At Te Ra’ai, nestled within the vibrant heart of Rapa Nui, the traditional dance shows offer an immersive journey into the island’s rich cultural heritage. With each graceful movement and rhythmic beat, we were transported through time, witnessing the evolution of dance on this mystical island. From the ancient ceremonial dances honoring the gods to the lively rhythms of the contemporary Hoko, the performers captivated us with their skill and passion. As we indulged in the sumptuous buffet, sampling local delicacies like fresh seafood and taro root, we marveled at how these flavors echoed the diverse influences that have shaped Rapa Nui’s history. The cost for this enchanting evening of culture and cuisine was surprisingly affordable, making it accessible to travelers seeking an authentic experience without breaking the bank.

On the tranquil shores of Te Moana, we were treated to a more upscale affair that perfectly complemented Rapa Nui’s breathtaking natural beauty.

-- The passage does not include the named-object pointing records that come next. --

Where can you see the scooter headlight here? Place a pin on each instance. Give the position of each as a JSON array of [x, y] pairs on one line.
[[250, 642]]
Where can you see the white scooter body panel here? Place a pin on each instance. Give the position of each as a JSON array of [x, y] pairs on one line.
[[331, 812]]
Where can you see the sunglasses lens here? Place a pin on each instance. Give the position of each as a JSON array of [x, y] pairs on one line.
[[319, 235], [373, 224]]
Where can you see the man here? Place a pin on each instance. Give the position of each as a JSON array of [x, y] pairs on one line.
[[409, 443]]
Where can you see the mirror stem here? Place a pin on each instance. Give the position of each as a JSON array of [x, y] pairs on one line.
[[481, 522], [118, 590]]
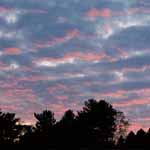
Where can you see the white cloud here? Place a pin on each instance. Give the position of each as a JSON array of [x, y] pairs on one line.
[[48, 63]]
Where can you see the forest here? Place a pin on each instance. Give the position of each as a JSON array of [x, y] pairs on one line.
[[97, 126]]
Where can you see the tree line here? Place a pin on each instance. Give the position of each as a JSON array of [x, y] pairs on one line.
[[97, 126]]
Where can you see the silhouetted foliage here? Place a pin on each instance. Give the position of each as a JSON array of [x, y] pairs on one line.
[[98, 123], [10, 130], [96, 126]]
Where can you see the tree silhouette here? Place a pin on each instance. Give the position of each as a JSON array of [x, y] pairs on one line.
[[45, 120], [98, 123], [10, 130], [44, 128], [65, 129]]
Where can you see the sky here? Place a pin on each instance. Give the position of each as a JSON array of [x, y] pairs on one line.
[[56, 54]]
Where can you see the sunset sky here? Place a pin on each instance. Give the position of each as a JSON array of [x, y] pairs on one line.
[[55, 54]]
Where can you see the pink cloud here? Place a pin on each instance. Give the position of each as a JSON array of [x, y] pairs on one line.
[[94, 12], [57, 40], [132, 103], [12, 51]]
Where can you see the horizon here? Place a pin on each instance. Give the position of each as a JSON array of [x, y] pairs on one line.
[[56, 54]]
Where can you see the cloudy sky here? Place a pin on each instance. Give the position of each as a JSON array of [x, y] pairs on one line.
[[55, 54]]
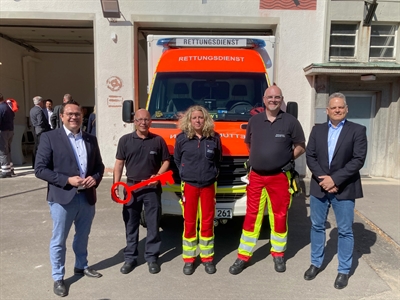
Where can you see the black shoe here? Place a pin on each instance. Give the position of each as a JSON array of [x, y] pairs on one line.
[[311, 273], [188, 268], [341, 281], [238, 266], [59, 288], [88, 272], [209, 267], [154, 268], [128, 267], [280, 265]]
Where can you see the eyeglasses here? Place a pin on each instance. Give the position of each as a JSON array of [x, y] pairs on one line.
[[273, 97], [76, 115], [142, 120]]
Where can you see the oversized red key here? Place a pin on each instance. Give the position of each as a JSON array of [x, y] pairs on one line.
[[163, 178]]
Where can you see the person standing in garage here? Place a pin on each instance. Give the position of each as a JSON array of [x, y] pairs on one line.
[[144, 155], [197, 155], [6, 135], [275, 139]]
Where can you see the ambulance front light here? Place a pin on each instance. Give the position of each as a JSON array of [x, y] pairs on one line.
[[256, 43]]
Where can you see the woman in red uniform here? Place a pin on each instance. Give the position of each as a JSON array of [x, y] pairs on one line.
[[197, 156]]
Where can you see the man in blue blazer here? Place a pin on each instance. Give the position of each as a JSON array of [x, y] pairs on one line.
[[70, 161], [335, 153]]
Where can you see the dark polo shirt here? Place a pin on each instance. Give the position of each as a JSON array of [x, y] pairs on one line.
[[143, 157], [271, 144]]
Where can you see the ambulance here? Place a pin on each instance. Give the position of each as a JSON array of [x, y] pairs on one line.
[[228, 76]]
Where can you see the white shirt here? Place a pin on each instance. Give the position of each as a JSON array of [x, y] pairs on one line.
[[78, 145]]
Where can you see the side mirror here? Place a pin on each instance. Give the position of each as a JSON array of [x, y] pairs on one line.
[[292, 108], [127, 111]]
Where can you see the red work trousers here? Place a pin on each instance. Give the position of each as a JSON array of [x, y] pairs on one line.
[[198, 206]]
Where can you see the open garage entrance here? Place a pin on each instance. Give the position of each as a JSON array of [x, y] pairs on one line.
[[48, 58]]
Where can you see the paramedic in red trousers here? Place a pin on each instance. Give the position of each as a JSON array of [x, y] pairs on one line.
[[144, 155], [335, 154], [197, 156], [274, 139]]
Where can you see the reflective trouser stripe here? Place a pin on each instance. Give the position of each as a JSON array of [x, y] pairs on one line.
[[279, 239], [289, 176], [206, 246], [189, 247], [249, 239], [192, 204], [5, 168]]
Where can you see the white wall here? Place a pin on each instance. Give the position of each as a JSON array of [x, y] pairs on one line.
[[59, 74], [11, 76]]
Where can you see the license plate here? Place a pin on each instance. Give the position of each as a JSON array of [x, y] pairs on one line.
[[225, 213]]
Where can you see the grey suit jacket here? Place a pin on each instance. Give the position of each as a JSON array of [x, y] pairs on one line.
[[55, 162], [39, 120], [348, 158]]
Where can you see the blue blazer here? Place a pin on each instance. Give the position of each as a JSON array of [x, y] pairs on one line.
[[55, 162], [348, 158]]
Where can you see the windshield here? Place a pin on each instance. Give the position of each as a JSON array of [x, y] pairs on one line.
[[227, 96]]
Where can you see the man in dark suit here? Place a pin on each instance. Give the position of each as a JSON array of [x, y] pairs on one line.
[[70, 161], [55, 119], [39, 122], [335, 153]]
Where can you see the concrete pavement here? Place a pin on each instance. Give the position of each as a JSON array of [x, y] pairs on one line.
[[25, 230]]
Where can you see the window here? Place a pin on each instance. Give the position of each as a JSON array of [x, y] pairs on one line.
[[382, 43], [343, 40]]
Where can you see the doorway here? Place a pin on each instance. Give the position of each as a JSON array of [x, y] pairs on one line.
[[362, 111]]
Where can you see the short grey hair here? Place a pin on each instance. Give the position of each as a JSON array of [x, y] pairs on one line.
[[67, 97], [337, 95], [37, 100]]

As the sun dipped below the horizon, casting a golden glow across the Pacific Ocean, we settled into our seats for a mesmerizing dance performance.

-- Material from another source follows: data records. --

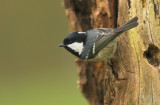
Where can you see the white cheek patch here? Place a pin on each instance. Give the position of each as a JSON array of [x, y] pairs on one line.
[[77, 47]]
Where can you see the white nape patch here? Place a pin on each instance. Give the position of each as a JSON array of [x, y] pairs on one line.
[[93, 48], [81, 32], [77, 47]]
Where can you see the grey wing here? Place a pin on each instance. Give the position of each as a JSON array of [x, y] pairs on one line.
[[104, 37], [97, 39]]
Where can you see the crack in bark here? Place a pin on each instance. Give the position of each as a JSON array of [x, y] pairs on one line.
[[139, 68], [148, 20], [129, 4]]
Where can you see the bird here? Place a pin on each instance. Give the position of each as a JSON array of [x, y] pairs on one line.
[[96, 44]]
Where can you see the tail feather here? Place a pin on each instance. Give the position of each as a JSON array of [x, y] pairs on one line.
[[131, 24]]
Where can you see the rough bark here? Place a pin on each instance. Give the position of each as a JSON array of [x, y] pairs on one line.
[[135, 76]]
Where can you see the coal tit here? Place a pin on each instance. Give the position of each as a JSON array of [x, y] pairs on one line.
[[96, 44]]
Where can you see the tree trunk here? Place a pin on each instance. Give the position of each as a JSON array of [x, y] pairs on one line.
[[135, 76]]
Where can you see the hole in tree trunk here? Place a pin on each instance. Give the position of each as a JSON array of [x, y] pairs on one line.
[[152, 54]]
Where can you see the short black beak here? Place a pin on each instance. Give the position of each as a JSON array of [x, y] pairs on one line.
[[61, 45]]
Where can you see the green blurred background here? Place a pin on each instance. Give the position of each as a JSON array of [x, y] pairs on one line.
[[33, 70]]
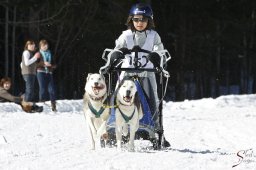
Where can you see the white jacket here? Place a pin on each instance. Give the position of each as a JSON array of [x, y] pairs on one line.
[[148, 40]]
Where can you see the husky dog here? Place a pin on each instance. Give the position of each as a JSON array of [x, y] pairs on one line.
[[127, 113], [95, 113]]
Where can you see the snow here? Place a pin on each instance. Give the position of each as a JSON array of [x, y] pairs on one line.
[[204, 134]]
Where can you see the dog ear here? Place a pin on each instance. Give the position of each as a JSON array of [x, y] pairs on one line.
[[88, 76], [102, 76]]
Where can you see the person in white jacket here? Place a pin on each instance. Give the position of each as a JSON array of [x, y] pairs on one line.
[[141, 34]]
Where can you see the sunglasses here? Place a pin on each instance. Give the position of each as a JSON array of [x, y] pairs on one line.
[[139, 19]]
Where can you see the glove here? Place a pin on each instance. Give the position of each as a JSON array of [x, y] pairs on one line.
[[26, 106], [155, 59], [136, 48], [125, 51]]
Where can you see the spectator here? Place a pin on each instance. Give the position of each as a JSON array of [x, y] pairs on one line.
[[45, 76], [5, 96], [28, 71]]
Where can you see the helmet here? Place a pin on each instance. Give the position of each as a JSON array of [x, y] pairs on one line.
[[141, 9]]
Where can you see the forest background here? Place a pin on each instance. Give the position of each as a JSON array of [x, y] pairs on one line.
[[212, 43]]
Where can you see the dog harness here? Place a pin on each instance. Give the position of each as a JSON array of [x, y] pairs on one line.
[[126, 118], [102, 108], [148, 45], [94, 111]]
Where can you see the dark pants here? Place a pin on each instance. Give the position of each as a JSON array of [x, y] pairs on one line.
[[30, 87], [46, 85]]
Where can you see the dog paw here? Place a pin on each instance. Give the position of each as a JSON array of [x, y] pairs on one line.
[[105, 136]]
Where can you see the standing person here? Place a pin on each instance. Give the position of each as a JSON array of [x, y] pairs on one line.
[[44, 75], [5, 85], [28, 71], [141, 33], [5, 96]]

The dance shows offered traditional face paint, it added to the ambiance.

Against this stunning backdrop, the dancers moved with an ethereal grace, their silhouettes illuminated by the fading light. Each moment felt like a poetic ode to the island’s past, a tribute to the resilience of its people and their deep connection to the sea. As we savored the gourmet dinner, savoring dishes crafted with the freshest local ingredients, we couldn’t help but feel a sense of reverence for the land and its cultural legacy. While the cost for this exquisite experience was slightly higher, the unforgettable memories we made were truly priceless.

The Most Remote Brewery in the World?

Would this be a beer travelers adventure without a brewery stop?!

Yes, on this tiny island in the middle of the Pacific, we found a brewery. Not only did we find a brewery, we happened to be staying right across the street from it. Cerveceria Taina was our kind of place. They had good beer, pizza, and a friendly staff. We found ourselves here every night, going over our day and discussing what was to come. They were eager to show me their system and talk shop about brewing and zymurgy, which is always exciting to me. Taina was certainly one of my favorite parts of this trip.

Lorana!

Our time in Rapa Nui was magical. We had an afternoon flight out, so we stopped by the harbor to watch the sea turtles on more time. It was amazing to see so many turtles, so close to shore, just living their turtle lives. We bid the sea turtles and gorgeous harbor goodbye and then walked back to the hotel to gather our things and catch our transfer to the airport.

Just keep swimming!

On our walk back, we noticed a music store and had to pop in for a peek around. RapaMusic was as cool as a music store can get, the owner was friendly and informative, and before we knew it, we had purchased an Asonu ukulele. The ukulele was made by an expert in Chile Victor Jofre and is constructed with only solid wood in the traditional Tahitian way. It is a really great reminder of our time in Rapa Nui.

The owner of RapaMusic was incredibly helpful, this is a must visit shop for any music enthusiast!

Our transport to the airport was just as easy and lovely as our pickup, the staff at Hotel Hare Nua Boutique Hotel really know how to spoil their guests. Check in and security were a breeze and before we knew it, we had one last island beer in our hands, toasting to a wonderful trip. Similar to “Aloha,” “Lorana” means both “hello” and “goodbye” in the Rapa Nui language– so, lorana to this beautiful island, what a dream it was to visit.